Cost-effective ways to improve the delivery and management of hepatitis B (HBV) vaccine, identified in new Burnet Institute research, have attracted interest from global policymakers including the World Health Organization (WHO) and Gavi, the international vaccine alliance.
The Burnet study, published in The Lancet Global Health, recommends a review of controlled-temperature chain (CTC) refrigeration for HBV vaccine storage, and the adoption of easy-to-use compact pre-filled auto-disable (CPAD) devices in low- and middle-income countries (LMICs) to enable WHO to meet its global target of 90 percent birth dose HBV vaccination coverage by 2030.
HBV causes more than 800,000 deaths each year among the 257 million people globally who are chronically infected. Mother-to-child transmission is a major driver of HBV, with perinatal infection carrying the highest risk of cirrhosis, liver cancer and mortality.
Currently, only 44 percent of newborns in LMICs receive a timely dose of HBV vaccine, which is available in only 87 of 157 LMICs.
Modelling led by Burnet PhD candidate Chris Seaman provides an economic argument for changes to CTC and CPAD interventions that would require higher up-front costs but prove extremely cost-effective in the long term.
“Pilot studies over decades suggest the hepatitis B vaccine may not require the stringent protocols around refrigeration that currently apply and may be robust enough to be stored at ambient temperatures for several weeks with no loss of efficacy,” Mr Seaman said.
“And the use of CPADs, which are safe and can be used by lay health workers, would obviate the need for trained health care workers to administer the vaccine using a needle and syringe.
“Our work addresses these logistical barriers and demonstrates that new interventions can provide significant cost-savings in low- and middle-income countries where they’re really needed.

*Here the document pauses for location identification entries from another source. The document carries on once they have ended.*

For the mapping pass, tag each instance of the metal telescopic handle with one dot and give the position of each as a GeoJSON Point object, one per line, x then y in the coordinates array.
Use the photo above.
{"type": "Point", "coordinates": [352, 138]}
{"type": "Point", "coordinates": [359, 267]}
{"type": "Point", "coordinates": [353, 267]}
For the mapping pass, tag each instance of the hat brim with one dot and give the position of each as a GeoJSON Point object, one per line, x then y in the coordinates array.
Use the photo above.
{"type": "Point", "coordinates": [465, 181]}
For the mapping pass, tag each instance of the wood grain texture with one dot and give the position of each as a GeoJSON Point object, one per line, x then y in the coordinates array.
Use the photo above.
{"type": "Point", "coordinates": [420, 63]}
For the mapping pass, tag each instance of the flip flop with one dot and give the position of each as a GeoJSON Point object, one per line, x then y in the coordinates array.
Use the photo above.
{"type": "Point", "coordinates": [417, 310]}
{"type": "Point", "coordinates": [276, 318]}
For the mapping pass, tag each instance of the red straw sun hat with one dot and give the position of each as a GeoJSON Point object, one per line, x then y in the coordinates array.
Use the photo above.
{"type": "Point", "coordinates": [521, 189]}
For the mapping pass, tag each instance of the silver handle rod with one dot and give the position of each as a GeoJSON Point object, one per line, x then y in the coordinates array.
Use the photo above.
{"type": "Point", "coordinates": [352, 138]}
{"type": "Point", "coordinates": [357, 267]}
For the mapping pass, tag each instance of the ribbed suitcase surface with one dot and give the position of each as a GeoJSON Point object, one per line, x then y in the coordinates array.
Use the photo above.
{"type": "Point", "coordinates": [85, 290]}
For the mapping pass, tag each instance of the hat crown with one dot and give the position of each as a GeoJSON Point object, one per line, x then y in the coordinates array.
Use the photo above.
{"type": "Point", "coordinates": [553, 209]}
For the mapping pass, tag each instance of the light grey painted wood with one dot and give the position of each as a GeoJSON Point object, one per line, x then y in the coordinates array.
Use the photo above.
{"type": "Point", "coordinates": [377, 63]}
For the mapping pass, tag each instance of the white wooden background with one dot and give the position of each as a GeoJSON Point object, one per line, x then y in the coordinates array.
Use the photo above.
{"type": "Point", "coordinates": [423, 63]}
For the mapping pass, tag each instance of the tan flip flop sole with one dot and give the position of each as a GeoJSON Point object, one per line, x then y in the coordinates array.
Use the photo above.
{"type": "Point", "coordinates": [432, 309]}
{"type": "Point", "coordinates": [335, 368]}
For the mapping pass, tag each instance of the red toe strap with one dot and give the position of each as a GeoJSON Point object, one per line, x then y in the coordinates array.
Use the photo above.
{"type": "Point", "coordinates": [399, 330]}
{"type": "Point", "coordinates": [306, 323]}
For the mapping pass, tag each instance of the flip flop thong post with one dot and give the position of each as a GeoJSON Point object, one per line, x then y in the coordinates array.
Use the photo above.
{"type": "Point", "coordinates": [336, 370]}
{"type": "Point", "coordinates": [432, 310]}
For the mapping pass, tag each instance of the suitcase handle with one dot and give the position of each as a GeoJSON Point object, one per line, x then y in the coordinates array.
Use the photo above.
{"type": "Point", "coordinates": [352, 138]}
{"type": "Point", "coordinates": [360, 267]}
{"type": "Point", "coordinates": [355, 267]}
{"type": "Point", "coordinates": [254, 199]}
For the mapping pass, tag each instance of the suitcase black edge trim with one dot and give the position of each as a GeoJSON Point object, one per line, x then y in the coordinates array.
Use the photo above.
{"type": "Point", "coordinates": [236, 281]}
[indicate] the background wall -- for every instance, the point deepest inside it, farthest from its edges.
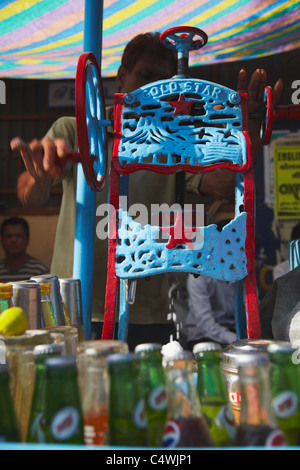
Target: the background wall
(42, 236)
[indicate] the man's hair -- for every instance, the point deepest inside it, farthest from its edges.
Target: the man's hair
(143, 44)
(15, 221)
(295, 235)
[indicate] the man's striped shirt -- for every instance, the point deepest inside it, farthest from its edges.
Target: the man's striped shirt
(32, 267)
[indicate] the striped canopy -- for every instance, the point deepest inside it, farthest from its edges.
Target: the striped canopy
(43, 39)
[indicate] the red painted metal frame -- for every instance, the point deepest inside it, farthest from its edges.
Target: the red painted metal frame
(252, 311)
(85, 61)
(267, 134)
(171, 169)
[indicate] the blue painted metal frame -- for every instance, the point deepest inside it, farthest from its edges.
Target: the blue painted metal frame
(85, 228)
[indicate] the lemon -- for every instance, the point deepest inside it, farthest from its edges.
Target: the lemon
(13, 322)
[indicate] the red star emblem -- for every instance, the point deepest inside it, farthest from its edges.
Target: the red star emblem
(179, 234)
(182, 106)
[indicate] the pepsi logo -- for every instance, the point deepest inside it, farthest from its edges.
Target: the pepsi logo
(171, 434)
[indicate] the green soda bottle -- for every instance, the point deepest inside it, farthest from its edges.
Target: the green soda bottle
(285, 390)
(9, 430)
(186, 425)
(37, 419)
(153, 384)
(6, 294)
(64, 420)
(213, 394)
(127, 415)
(47, 307)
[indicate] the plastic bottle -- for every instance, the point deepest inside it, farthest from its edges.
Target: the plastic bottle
(64, 419)
(6, 294)
(9, 430)
(127, 415)
(95, 397)
(47, 307)
(153, 383)
(213, 394)
(186, 425)
(258, 425)
(37, 419)
(285, 390)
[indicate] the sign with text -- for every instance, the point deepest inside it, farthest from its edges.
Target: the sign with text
(287, 181)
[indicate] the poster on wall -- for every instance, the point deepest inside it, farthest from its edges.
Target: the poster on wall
(287, 181)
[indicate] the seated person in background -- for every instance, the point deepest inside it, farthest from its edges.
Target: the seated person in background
(18, 265)
(284, 267)
(211, 309)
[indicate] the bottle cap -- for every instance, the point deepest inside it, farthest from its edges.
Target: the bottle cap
(207, 346)
(55, 348)
(253, 359)
(146, 347)
(120, 357)
(61, 361)
(45, 288)
(281, 347)
(6, 290)
(4, 368)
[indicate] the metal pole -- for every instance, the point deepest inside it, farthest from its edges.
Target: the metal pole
(85, 228)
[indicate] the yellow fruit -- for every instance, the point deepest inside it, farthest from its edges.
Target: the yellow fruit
(13, 322)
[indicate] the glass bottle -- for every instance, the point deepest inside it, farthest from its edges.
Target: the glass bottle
(258, 425)
(36, 425)
(186, 425)
(64, 419)
(127, 415)
(6, 294)
(213, 394)
(47, 307)
(9, 430)
(95, 397)
(153, 384)
(285, 390)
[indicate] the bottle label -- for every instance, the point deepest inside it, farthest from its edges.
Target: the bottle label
(158, 398)
(225, 419)
(139, 415)
(38, 427)
(65, 423)
(172, 434)
(235, 398)
(275, 439)
(285, 404)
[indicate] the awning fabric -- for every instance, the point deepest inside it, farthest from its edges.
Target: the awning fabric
(43, 39)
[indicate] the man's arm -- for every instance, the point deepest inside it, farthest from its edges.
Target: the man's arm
(41, 159)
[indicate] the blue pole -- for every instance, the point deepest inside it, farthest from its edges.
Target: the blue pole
(85, 228)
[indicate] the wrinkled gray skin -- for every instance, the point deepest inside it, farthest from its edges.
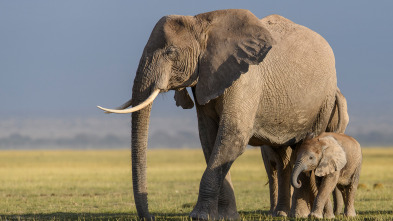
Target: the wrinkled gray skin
(257, 82)
(304, 196)
(336, 161)
(278, 167)
(278, 164)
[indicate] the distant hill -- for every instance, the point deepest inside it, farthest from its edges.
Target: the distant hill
(169, 132)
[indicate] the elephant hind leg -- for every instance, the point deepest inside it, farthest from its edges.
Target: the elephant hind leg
(338, 201)
(284, 170)
(269, 159)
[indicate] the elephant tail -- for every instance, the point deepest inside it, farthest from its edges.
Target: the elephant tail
(266, 161)
(343, 118)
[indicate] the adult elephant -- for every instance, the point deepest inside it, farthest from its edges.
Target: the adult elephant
(254, 82)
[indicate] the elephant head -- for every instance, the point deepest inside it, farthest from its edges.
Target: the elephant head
(208, 51)
(322, 154)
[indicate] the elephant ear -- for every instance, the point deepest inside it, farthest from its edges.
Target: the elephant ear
(183, 99)
(333, 157)
(235, 39)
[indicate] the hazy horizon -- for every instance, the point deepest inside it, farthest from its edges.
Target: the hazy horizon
(59, 59)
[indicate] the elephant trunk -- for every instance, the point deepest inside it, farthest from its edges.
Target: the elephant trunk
(139, 137)
(299, 167)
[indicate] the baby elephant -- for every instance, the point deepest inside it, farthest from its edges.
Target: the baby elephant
(336, 159)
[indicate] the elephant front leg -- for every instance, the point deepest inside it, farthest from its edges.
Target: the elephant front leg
(208, 128)
(302, 198)
(229, 145)
(326, 188)
(226, 200)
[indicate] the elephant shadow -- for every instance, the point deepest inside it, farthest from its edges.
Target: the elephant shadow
(249, 215)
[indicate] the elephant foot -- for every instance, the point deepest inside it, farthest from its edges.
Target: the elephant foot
(350, 214)
(316, 215)
(299, 214)
(200, 213)
(329, 216)
(229, 216)
(280, 214)
(228, 212)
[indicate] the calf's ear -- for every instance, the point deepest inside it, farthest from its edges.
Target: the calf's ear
(333, 157)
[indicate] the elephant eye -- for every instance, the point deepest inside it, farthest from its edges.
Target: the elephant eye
(171, 52)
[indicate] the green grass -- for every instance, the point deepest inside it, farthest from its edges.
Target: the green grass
(96, 185)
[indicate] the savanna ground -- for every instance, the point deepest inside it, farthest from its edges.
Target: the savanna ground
(96, 185)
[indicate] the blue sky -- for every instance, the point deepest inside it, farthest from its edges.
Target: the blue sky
(63, 58)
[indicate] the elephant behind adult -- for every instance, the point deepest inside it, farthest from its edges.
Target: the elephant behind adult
(254, 83)
(279, 162)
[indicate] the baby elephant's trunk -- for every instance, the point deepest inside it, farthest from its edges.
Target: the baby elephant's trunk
(299, 167)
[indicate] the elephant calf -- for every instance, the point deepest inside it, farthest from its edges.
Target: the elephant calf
(336, 158)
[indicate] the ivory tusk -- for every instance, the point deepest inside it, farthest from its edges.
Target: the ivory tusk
(133, 109)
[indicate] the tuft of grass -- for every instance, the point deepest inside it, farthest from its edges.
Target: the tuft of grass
(97, 185)
(378, 186)
(362, 186)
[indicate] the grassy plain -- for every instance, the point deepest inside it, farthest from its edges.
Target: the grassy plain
(96, 185)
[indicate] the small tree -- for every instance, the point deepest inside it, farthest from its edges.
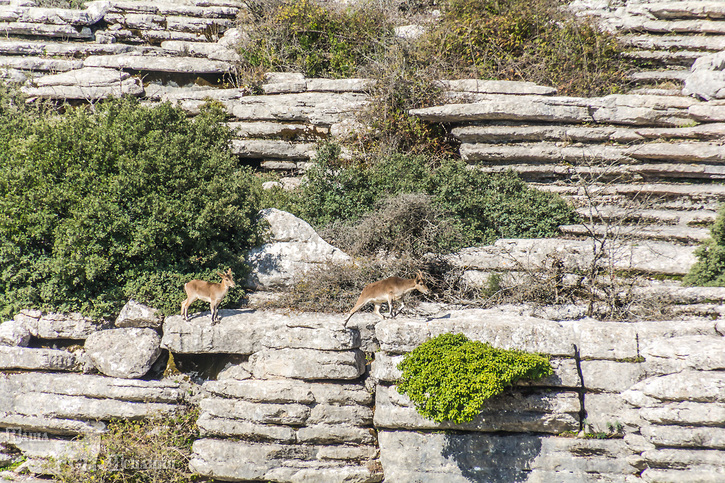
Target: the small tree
(450, 378)
(709, 270)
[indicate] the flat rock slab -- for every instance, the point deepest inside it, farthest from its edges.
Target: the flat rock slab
(13, 333)
(307, 364)
(283, 391)
(293, 248)
(511, 411)
(533, 254)
(58, 326)
(693, 386)
(188, 65)
(705, 353)
(242, 461)
(249, 331)
(128, 352)
(409, 456)
(505, 330)
(135, 314)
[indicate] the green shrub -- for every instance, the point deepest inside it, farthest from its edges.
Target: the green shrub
(151, 450)
(709, 270)
(449, 378)
(536, 41)
(481, 207)
(97, 207)
(303, 36)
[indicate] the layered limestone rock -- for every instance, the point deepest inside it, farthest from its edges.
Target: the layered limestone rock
(293, 248)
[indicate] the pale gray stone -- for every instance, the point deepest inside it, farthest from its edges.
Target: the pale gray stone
(12, 357)
(609, 413)
(465, 457)
(268, 461)
(340, 85)
(695, 386)
(58, 326)
(307, 364)
(693, 474)
(263, 413)
(495, 87)
(127, 352)
(257, 148)
(509, 108)
(93, 386)
(335, 434)
(706, 353)
(284, 391)
(135, 314)
(334, 414)
(542, 153)
(188, 65)
(42, 30)
(712, 111)
(611, 376)
(293, 249)
(312, 338)
(685, 437)
(210, 425)
(533, 254)
(686, 413)
(14, 333)
(509, 411)
(59, 406)
(18, 423)
(320, 108)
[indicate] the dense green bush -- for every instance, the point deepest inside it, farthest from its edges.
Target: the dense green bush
(530, 40)
(709, 270)
(123, 201)
(303, 36)
(483, 206)
(449, 377)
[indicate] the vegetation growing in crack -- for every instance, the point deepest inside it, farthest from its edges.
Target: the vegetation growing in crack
(450, 378)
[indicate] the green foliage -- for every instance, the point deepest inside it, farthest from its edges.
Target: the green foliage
(527, 40)
(125, 201)
(449, 377)
(155, 450)
(709, 271)
(303, 36)
(483, 207)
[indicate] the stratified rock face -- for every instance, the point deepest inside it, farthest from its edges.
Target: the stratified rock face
(134, 314)
(58, 326)
(14, 333)
(127, 353)
(293, 249)
(707, 77)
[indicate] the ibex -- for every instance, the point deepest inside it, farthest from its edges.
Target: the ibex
(388, 290)
(208, 292)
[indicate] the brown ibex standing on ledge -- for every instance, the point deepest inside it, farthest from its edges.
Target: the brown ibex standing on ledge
(208, 292)
(388, 290)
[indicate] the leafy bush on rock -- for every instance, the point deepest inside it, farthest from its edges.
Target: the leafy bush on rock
(119, 202)
(450, 378)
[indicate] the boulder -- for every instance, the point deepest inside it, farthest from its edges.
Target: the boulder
(307, 364)
(293, 249)
(512, 411)
(127, 353)
(707, 77)
(135, 314)
(464, 457)
(14, 333)
(58, 326)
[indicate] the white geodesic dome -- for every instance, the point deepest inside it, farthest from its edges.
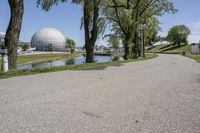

“This is about making optimal use of all of the vaccine’s properties and potential and promoting early intervention to save the ongoing costs of managing a chronic disease,” Mr Seaman said.
Joint senior author, Burnet Institute Econometrician Dr Nick Scott, said the existing protocols are a hindrance to birth dose coverage, which would likely reach a maximum of 65 percent in LMICs, well short of the WHO target of 90 percent, without a change in policy.
“WHO and Gavi understand that the barrier to getting this done is a change in policy,” Dr Scott said.
“WHO has a Working Group looking into removing vaccines from the cold chain for these purposes, but what they haven’t had until now is modelling evidence showing that global hepatitis B birth dose vaccination targets are unreachable without this change.
“The evidence that this paper provides, showing that the status quo is not good enough, is what they can use to get leverage to introduce policy changes.
“Now they have the numbers to show how important it is, as well as highly cost-effective and practical solutions.”
This work directly contributes to the global efforts to eliminate hepatitis B as a public health threat by 2030. If this goal is to be achieved it is vital that mother-to-child transmission is stopped.